Dividing this two equations, $$\begin{array}{rl}\frac{C_2}{C_1}& =\frac{N_2}{N_1}\\ & =\frac{100}{50}\\ \therefore \frac{C_2}{C_1}=2\end{array}$$
Also, $$V_1=\frac{B{N}_{1}A}{k{R}_1}$$ $$V_2=\frac{B{N}_{2}A}{k{R}_2}$$
Dividing this two equations, we get, $$\begin{array}{rl}\frac{V_2}{V_1}& =\frac{N_2{R}_1}{N_1{R}_2}\\ \therefore \frac{V_2}{V_1}& =\frac{2}{5}\end{array}$$
Conclusion: Thus, the factor by which current sensitivities and voltage sensitivities change are 2 and 2/5 respectively.

A 60 cm long wire of mass 10 g is suspended horizontally in a transverse magnetic field of flux density 0.4 T through two springs at its two ends. Calculate the current required to pass through the wire so that there is zero tension in the springs.
Solution:
Hints!
length, l = 60 cm = 0.60 m
mass of wire, m = 10 g = 10× 10^-3 kg
magnetic flux density, B = 0.4 T
current, I = ? (for zero tension in the springs)

For zero tension in the string, the magnetic force on the wire should be balanced by the force of gravity. So just use the relation $$F_m=F_g$$ where, $$F_m=BIl$$

Two long parallel conductors carry respectively currents of 12 A and 8 A in the same direction. If the wires are 10 cm apart, find where a third parallel wire also carrying a current must be placed so that the force experienced by it will be zero.
Solution:

Current on wire 1, I₁ = 12 A
Current on wire 2, I₂ = 8 A
distance between two conductors, r = 10 cm = 0.10 m
Let, x be the distance of third wire from wire 1, then 0.10 - x is the distance of the third wire from wire 2.

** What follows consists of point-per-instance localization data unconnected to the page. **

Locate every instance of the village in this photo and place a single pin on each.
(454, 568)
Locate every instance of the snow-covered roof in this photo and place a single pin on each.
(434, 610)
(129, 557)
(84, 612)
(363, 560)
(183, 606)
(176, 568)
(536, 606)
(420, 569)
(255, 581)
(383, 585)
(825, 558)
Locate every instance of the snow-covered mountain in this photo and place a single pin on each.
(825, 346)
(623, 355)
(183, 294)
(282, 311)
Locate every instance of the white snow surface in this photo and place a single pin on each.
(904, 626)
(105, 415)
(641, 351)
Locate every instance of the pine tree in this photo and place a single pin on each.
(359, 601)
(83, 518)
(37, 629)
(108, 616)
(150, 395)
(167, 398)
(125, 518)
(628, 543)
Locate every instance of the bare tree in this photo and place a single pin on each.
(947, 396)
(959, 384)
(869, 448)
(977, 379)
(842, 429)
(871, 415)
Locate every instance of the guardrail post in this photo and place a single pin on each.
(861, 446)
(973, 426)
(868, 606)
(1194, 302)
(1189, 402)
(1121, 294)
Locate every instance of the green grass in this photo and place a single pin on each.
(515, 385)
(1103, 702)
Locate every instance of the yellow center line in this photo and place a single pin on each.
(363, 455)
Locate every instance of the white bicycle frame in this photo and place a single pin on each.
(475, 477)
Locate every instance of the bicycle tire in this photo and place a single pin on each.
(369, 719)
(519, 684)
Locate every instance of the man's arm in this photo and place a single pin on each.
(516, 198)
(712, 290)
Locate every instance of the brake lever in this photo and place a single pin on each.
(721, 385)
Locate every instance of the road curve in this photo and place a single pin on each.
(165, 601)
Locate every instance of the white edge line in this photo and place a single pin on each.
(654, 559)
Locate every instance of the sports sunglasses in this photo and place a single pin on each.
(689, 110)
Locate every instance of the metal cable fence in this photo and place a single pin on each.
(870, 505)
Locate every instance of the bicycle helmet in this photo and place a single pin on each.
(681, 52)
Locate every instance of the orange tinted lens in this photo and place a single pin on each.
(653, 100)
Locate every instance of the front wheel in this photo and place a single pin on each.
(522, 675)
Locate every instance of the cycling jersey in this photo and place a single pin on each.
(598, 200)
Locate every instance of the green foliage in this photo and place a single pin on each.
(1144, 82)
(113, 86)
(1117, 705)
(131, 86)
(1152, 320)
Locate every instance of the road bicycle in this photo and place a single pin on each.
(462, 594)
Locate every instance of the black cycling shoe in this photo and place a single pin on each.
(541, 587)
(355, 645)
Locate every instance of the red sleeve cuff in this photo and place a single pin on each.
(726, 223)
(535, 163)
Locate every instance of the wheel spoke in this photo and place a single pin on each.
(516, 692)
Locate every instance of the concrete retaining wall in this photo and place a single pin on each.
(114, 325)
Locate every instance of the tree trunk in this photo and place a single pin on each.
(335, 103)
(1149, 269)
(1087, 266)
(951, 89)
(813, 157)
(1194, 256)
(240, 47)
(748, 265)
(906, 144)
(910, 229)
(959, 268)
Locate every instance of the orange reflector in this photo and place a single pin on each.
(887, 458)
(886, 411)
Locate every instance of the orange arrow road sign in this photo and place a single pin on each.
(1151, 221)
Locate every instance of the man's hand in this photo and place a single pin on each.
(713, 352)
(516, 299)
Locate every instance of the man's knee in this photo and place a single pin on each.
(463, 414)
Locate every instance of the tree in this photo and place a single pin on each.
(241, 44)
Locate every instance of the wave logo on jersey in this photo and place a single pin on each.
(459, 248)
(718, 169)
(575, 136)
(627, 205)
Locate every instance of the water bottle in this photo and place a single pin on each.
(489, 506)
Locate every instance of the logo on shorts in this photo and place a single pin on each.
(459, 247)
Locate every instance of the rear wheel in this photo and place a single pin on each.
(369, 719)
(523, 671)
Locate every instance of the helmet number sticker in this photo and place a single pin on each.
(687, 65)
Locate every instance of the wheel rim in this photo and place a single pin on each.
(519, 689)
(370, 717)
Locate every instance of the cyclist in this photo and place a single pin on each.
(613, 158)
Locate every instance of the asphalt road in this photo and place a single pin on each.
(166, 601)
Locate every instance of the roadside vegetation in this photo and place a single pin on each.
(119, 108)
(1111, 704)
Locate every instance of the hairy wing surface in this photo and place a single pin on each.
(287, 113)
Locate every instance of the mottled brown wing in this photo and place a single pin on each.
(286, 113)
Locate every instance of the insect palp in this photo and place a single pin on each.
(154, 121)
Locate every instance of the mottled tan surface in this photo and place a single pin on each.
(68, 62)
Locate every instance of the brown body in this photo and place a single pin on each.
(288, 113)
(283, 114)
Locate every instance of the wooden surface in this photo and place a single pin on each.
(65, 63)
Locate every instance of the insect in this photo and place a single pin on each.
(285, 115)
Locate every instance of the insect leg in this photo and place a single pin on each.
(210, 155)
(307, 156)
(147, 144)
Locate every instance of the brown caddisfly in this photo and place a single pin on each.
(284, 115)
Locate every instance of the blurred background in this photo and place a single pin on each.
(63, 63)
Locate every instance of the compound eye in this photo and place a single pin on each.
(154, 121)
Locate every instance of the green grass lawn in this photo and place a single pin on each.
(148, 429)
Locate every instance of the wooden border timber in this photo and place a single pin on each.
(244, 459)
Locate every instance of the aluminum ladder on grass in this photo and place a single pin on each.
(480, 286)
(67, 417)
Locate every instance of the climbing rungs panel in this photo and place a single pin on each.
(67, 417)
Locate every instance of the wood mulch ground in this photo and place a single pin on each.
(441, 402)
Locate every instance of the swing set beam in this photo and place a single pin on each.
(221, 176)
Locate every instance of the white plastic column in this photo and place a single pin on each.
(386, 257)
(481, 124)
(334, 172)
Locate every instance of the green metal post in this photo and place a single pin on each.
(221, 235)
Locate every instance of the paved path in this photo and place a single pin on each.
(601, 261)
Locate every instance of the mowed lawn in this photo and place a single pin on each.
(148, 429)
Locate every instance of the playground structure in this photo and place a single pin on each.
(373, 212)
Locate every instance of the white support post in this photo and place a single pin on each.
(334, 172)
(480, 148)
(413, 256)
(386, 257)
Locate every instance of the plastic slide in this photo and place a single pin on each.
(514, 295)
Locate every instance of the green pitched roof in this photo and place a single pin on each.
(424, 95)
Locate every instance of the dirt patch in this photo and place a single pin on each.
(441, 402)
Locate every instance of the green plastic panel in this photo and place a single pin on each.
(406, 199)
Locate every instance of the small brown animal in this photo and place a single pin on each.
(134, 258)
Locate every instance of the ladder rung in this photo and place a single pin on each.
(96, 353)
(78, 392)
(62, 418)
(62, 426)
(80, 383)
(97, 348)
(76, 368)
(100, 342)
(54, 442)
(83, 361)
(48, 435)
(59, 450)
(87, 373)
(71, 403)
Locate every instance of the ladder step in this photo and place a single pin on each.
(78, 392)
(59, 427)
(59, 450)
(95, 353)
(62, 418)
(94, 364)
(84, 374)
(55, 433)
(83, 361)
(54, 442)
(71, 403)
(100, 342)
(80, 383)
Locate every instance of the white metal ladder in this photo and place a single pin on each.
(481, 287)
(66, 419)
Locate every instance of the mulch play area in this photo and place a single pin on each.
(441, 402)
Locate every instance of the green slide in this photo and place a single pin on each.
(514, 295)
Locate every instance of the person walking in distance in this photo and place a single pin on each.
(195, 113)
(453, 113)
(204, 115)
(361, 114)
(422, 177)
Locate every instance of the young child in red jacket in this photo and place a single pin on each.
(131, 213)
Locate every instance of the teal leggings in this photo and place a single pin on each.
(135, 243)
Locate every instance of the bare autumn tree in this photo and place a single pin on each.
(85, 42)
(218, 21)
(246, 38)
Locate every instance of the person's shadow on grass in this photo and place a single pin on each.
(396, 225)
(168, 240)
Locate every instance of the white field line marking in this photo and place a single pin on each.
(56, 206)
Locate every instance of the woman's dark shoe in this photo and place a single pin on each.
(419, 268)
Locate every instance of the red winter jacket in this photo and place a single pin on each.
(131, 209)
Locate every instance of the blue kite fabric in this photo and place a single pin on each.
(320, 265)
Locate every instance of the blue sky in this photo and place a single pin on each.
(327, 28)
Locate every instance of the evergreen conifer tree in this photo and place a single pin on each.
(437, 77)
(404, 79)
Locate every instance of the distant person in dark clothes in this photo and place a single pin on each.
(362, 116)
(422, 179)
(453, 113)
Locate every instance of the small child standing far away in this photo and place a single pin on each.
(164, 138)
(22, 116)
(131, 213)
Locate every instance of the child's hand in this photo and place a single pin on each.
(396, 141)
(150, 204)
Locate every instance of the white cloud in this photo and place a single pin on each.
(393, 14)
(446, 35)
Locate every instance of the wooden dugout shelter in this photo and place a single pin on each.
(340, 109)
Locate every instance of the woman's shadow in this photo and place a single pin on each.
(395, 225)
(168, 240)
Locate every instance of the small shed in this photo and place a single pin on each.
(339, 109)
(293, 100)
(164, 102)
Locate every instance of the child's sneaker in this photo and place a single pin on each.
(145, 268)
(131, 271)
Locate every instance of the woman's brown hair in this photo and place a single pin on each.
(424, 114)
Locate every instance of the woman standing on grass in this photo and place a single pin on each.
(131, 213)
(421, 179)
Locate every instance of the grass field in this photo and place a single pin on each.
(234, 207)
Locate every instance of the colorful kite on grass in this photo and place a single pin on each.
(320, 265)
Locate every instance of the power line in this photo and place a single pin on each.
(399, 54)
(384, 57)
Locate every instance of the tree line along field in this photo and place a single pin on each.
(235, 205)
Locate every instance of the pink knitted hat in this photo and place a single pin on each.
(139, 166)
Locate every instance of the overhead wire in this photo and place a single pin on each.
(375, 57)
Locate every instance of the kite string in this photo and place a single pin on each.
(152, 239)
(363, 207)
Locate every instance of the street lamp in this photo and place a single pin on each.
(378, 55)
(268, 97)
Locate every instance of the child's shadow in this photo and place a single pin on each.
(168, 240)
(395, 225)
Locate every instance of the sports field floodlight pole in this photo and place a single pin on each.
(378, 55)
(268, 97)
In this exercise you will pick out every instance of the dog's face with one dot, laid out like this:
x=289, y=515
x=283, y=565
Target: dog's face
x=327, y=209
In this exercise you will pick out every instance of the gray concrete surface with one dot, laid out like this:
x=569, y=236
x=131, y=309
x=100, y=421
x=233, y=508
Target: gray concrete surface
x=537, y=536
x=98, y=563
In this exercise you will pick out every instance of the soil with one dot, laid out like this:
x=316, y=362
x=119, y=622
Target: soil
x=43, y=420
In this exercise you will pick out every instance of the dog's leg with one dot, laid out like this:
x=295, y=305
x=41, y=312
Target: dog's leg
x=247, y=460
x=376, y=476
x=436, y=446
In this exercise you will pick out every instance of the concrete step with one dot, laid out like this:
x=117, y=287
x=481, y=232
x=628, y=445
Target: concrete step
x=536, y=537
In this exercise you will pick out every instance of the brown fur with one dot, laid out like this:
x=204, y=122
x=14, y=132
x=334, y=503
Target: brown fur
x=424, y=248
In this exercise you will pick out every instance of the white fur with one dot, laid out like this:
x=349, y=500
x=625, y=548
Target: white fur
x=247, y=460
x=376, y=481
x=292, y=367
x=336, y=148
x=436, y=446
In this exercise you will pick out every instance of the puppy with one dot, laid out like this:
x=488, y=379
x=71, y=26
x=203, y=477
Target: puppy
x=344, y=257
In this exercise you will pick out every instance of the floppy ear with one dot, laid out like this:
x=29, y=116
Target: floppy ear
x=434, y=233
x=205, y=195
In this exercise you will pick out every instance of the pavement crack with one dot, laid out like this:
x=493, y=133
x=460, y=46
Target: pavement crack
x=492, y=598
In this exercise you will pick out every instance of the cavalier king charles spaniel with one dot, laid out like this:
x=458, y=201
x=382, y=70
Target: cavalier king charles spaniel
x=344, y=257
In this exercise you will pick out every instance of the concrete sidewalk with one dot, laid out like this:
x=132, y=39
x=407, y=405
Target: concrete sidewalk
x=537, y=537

Force on third wire due to wire 1 is, $$F_1=\frac{{\mu }_0{I}_{1}I}{2\pi x}$$ where I is the current flowing through the third wire. Similarly, force on third wire due to wire 2 is, $$F_2=\frac{{\mu }_0{I}_{2}I}{2\pi (0.10-x)}$$
The third wire experiences zero force if this two forces are equal.
$$\begin{array}{rl}{F}_1& =F_2\\ \frac{{\mu }_0{I}_1}{2\pi x}& =\frac{{\mu }_0{I}_2}{2\pi (0.10-x)}\\ \frac{12}{x}& =\frac{8}{0.10-x}\\ 0.3-3x& =2x\\ \therefore x& =0.06m\end{array}$$
Conclusion: The third wire must be placed at a distance 0.06 m from the first wire.

An electron of K.E. 10 eV is moving in a circular orbit of radius 11 cm, in a plane at right angles to a uniform magnetic field. Determine the value of the flux density. (mass of an electron = 9.1×10^-31 kg, e = 1.6×10^-19 C).
Solution:
K.E. = 10 eV = 10×1.6×10^-19 J = 16×10^-19 J
radius, r = 11 cm = 0.11 m
mass of electron, m = 9.1×10^-31 kg
charge of electron, e = 1.6×10^-19 C

For an electron to move in a circular orbit, the force due to magnetic field should be equal to the centripetal force.

$$Bev=\frac{m{v}^2}{r}$$ Now, $$\begin{array}{rl}K.E.& =\frac{m{v}^2}{2}\\ 16\times {10}^{-19}& =\frac{1}{2}\times 9.1\times {10}^{-31}\times v^2\\ v& =1.9\times {10}^{6}m/s\end{array}$$ Then, $$\begin{array}{rl}Bev& =\frac{m{v}^2}{r}\\ B& =\frac{mv}{er}\\ & =\frac{9.1\times {10}^{-31}\times 1.9\times {10}^6}{1.6\times {10}^{-19}\times 0.11}\\ \therefore B& =9.7\times {10}^{-5}T\end{array}$$

Conclusion: The flux density is 9.7×10^-5 T.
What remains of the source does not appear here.